Since last fall, almost 300 people, mostly children, have come down with measles in New York City, with the majority centered in the ultra-Orthodox Jewish communities in Williamsburg and Borough Park in Brooklyn.
"We have a situation now where children are in danger", de Blasio said at a news conference.
The mandatory vaccination order follows an order from the Health Department last week requiring yeshivas and day-care programs serving Williamsburg's Orthodox Jewish community to exclude unvaccinated children or face fines or closure.
The city can't legally physically force someone to get a vaccination, but officials said people who ignore the order could be fined $1,000. Officials there banned children not vaccinated against measles from public spaces last month.
The outbreak is part of a broader resurgence in the United States, with 465 cases reported in 19 states so far this year, according to the U.S. Centers for Disease Control and Prevention. While there have been no confirmed deaths so far, 21 people have been taken to hospital, with five admitted to intensive care, officials said. "I urge everyone, especially those in affected areas, to get their [mumps-measles-rubella] vaccines to protect their children, families and communities".
Schlesinger is trying to reverse false information being spread about the measles vaccine through the Orthodox community. Officials in New York City were no different in their blame.

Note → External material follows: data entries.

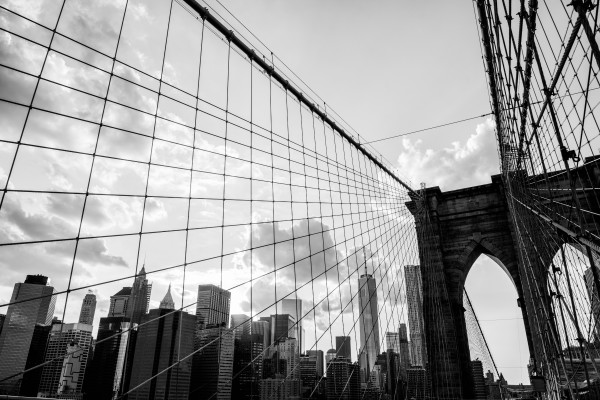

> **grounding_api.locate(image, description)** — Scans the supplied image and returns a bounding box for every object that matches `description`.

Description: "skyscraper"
[250,317,271,357]
[231,334,263,399]
[38,324,92,398]
[471,360,487,400]
[20,324,52,397]
[300,350,325,398]
[271,314,297,344]
[327,358,360,400]
[398,324,410,379]
[406,367,431,400]
[108,286,131,317]
[335,336,352,361]
[196,285,231,328]
[0,275,56,395]
[385,332,400,353]
[583,268,600,340]
[281,299,304,353]
[128,292,196,400]
[195,325,234,400]
[126,266,152,324]
[358,269,380,383]
[158,284,175,310]
[325,349,337,368]
[229,314,251,339]
[404,265,427,366]
[79,290,96,325]
[306,350,325,377]
[85,317,130,400]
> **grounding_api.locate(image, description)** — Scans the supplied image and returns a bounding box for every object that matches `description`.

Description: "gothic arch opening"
[463,253,529,385]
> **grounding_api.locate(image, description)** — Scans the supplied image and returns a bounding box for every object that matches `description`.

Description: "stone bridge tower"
[407,175,534,399]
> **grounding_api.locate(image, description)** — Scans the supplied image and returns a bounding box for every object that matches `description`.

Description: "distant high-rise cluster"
[0,266,436,400]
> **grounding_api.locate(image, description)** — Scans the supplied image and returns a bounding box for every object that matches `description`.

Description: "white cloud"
[398,119,498,190]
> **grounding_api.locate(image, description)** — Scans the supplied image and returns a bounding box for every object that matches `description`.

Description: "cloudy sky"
[0,0,528,382]
[207,0,529,383]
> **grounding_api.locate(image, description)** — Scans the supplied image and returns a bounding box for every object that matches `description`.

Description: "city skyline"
[0,262,426,399]
[0,0,600,394]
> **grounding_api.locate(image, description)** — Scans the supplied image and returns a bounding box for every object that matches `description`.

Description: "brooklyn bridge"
[0,0,600,400]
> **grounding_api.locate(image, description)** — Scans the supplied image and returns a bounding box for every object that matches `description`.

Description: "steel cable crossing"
[0,0,435,399]
[474,0,600,398]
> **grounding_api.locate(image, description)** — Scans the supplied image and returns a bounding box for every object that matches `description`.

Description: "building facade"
[335,336,352,361]
[281,299,304,353]
[108,286,131,317]
[85,317,133,400]
[190,325,235,400]
[79,290,96,325]
[358,271,380,383]
[0,275,56,395]
[196,285,231,328]
[326,358,361,400]
[128,308,196,400]
[385,332,400,353]
[229,314,252,339]
[38,324,92,398]
[126,266,152,324]
[404,265,427,367]
[231,334,263,399]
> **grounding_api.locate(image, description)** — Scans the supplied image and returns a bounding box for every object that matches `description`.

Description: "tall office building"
[229,314,252,339]
[84,317,133,400]
[281,299,304,353]
[108,286,131,317]
[128,292,196,400]
[260,375,300,400]
[306,350,325,377]
[158,284,175,310]
[231,334,263,399]
[271,314,297,344]
[195,325,235,400]
[385,349,405,399]
[277,338,300,380]
[358,268,380,383]
[250,317,271,357]
[335,336,352,361]
[404,265,427,366]
[0,275,56,395]
[79,290,96,325]
[471,360,487,400]
[325,349,337,368]
[406,367,431,400]
[583,268,600,341]
[398,324,410,379]
[196,285,231,329]
[300,355,319,399]
[20,324,52,397]
[38,324,92,398]
[326,357,361,400]
[126,266,152,324]
[300,350,325,398]
[385,332,400,353]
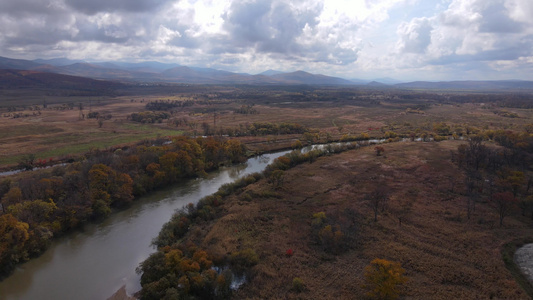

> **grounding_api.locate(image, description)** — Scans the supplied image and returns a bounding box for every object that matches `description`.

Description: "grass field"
[178,141,533,299]
[0,86,533,168]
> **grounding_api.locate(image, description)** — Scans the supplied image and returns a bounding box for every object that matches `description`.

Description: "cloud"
[398,18,433,53]
[0,0,533,78]
[65,0,172,15]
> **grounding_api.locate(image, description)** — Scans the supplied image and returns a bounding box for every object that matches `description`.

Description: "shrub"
[231,248,259,270]
[292,277,305,293]
[363,258,407,299]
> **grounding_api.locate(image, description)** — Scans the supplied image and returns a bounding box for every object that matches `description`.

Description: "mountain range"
[0,57,359,85]
[0,57,533,91]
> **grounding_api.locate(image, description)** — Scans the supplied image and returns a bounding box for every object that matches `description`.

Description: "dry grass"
[189,141,533,299]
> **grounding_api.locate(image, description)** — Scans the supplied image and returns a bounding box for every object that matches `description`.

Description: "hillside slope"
[140,141,533,299]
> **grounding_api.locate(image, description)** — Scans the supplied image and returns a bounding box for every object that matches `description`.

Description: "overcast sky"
[0,0,533,80]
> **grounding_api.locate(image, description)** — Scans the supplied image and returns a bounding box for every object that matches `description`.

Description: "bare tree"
[366,182,389,222]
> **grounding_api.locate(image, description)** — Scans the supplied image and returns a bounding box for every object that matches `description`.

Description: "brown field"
[0,87,532,169]
[185,141,533,299]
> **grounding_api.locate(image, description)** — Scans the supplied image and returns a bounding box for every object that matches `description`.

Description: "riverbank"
[502,238,533,298]
[0,151,287,300]
[106,285,137,300]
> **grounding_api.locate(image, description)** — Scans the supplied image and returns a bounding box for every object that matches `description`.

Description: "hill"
[395,80,533,91]
[270,71,354,85]
[0,69,121,91]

The city threatened to close Orthodox Jewish schools in the Brooklyn neighborhoods of Williamsburg and Borough Park, where many parents have refused or neglected to vaccinate their children.
"This outbreak is being fueled by a small group of anti-vaxxers in these neighborhoods".
A judge has lifted Rockland County, N.Y.'s emergency declaration keeping unvaccinated minors out of public places.
"I understand that parents may be afraid of getting their children vaccinated", said Health Commissioner Oxiris Barbot. "They have been spreading risky misinformation based on fake science", Dr. Barbot said in the statement.
Experts insist vaccines are safe and necessary to protect the larger community from highly infectious diseases like measles, which can cause severe diarrhea, pneumonia and vision loss and can be fatal in some cases.